Structure and Electron Localization of Reduced Ceria Surfaces

Ceria (CeO$_{2})$ is an extensively used industrial catalyst. However, the mechanism for its catalytic activity, especially in aqueous media, is not yet well-understood. While high density of oxygen vacancy defects (OVDs) are often cited as the major factor in enhancing the activity of nanostructured ceria, the synergistic influences between the surface defects, subsurface defects and internal defects has not been explored systematically. Using density-functional theory (DFT) with DFT$+$U approach, we study the local structure of surface and subsurface oxygen vacancies on the (100), (111) and (110) surfaces of ceria. The removal of a neutral surface oxygen atom leaves back excess electrons that are shown to localize on cerium ions neighboring the defect. The preferential defect formation and the different chemical reactivity of the (100), (111) and (110) surfaces are discussed in terms of defect formation energies.
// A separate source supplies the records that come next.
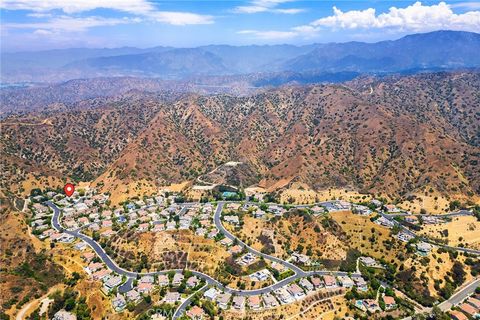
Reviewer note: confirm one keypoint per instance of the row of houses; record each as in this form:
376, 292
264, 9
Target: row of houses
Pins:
284, 295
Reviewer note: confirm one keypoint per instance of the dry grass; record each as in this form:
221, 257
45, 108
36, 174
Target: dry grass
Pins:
360, 230
462, 231
303, 194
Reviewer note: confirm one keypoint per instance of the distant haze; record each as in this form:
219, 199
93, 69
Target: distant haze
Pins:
440, 50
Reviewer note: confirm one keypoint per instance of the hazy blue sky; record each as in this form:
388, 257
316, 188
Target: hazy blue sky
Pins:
45, 24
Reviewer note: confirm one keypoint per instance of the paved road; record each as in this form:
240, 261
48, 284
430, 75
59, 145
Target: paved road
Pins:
209, 280
183, 306
460, 295
221, 228
443, 215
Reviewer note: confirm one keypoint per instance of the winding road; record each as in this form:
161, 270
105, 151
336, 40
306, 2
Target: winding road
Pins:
298, 273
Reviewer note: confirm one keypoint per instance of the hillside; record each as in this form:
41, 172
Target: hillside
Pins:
393, 136
410, 54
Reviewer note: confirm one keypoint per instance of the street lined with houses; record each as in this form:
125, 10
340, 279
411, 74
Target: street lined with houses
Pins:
296, 286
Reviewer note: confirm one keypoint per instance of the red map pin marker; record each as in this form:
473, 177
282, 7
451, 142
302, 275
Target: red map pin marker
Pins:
69, 189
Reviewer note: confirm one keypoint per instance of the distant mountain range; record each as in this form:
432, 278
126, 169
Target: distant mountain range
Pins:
440, 50
394, 135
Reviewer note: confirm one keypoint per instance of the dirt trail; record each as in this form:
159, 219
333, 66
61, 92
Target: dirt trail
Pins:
32, 305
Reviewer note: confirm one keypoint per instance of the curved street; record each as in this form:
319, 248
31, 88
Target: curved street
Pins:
299, 273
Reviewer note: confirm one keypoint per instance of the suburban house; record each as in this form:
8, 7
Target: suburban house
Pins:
329, 281
254, 302
163, 280
223, 299
269, 301
389, 302
177, 279
195, 313
211, 294
145, 287
295, 291
307, 285
133, 296
119, 303
172, 297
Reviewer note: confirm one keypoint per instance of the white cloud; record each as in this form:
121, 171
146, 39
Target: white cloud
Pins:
69, 24
75, 6
269, 35
257, 6
141, 8
414, 18
474, 5
181, 18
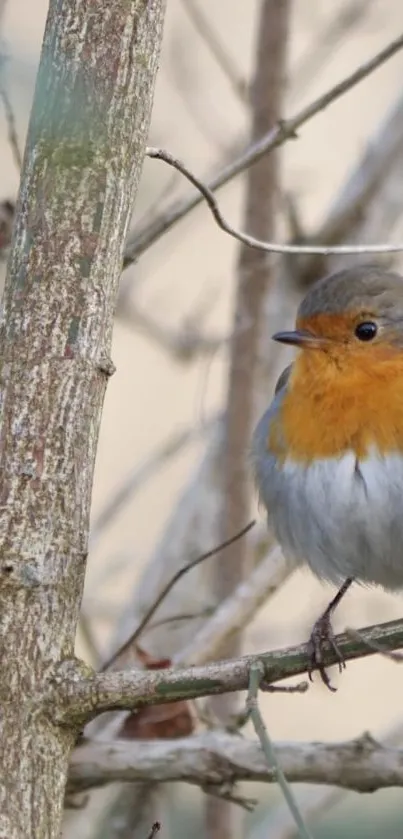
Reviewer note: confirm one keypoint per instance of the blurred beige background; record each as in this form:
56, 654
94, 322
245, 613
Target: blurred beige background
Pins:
199, 119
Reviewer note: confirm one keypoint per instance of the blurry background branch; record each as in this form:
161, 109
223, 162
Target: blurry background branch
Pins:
142, 239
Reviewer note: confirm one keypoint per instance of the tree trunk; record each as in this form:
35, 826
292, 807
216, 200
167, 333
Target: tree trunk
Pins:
82, 165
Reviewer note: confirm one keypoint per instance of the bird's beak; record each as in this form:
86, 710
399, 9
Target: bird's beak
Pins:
300, 338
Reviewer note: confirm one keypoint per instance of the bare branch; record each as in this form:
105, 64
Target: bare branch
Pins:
236, 611
259, 244
9, 113
81, 697
141, 240
166, 590
217, 757
217, 49
255, 678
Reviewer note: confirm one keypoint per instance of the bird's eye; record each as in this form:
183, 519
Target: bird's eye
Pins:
366, 331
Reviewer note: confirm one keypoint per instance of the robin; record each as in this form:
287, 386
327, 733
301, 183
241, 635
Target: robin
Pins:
328, 452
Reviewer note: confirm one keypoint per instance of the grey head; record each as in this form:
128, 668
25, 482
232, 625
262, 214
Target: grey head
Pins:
365, 288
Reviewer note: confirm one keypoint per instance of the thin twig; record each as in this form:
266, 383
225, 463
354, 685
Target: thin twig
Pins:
168, 587
11, 123
217, 49
256, 675
83, 697
145, 237
154, 830
258, 244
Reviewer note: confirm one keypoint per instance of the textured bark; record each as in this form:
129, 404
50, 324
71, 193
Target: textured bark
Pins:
253, 280
82, 165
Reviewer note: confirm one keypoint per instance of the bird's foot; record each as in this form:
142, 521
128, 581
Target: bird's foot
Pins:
323, 638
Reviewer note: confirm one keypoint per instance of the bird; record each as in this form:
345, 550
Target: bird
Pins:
327, 454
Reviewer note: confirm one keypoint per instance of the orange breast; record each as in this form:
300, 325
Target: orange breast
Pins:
339, 402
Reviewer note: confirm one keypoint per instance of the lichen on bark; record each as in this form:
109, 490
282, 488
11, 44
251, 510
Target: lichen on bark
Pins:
81, 170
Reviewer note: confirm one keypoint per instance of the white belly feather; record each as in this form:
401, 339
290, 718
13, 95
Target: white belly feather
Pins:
342, 517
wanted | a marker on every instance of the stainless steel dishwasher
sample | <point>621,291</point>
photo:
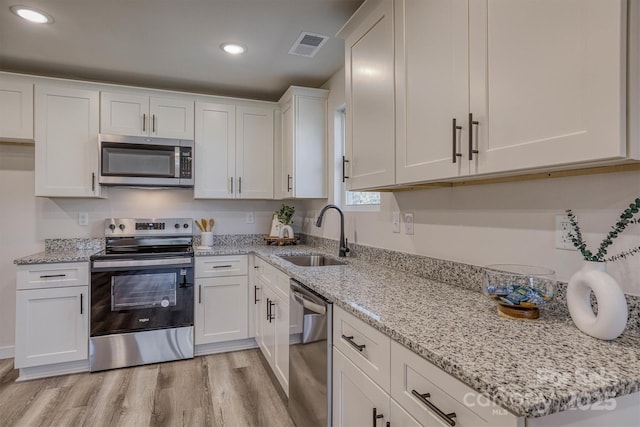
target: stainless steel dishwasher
<point>310,341</point>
DFT$+$U calculations predict the preferential subsurface formation of OVDs for (111) surface by energy difference of 0.10 eV, in agreement with previous GGA$+$U results, while in case of (110) surface calculations predict the surface vacancy to be more stable by energy difference of 1.03 eV. The calculated atomistic and electronic structures of ceria the reduced surfaces are shown to agree with spectroscopic and STM measurements.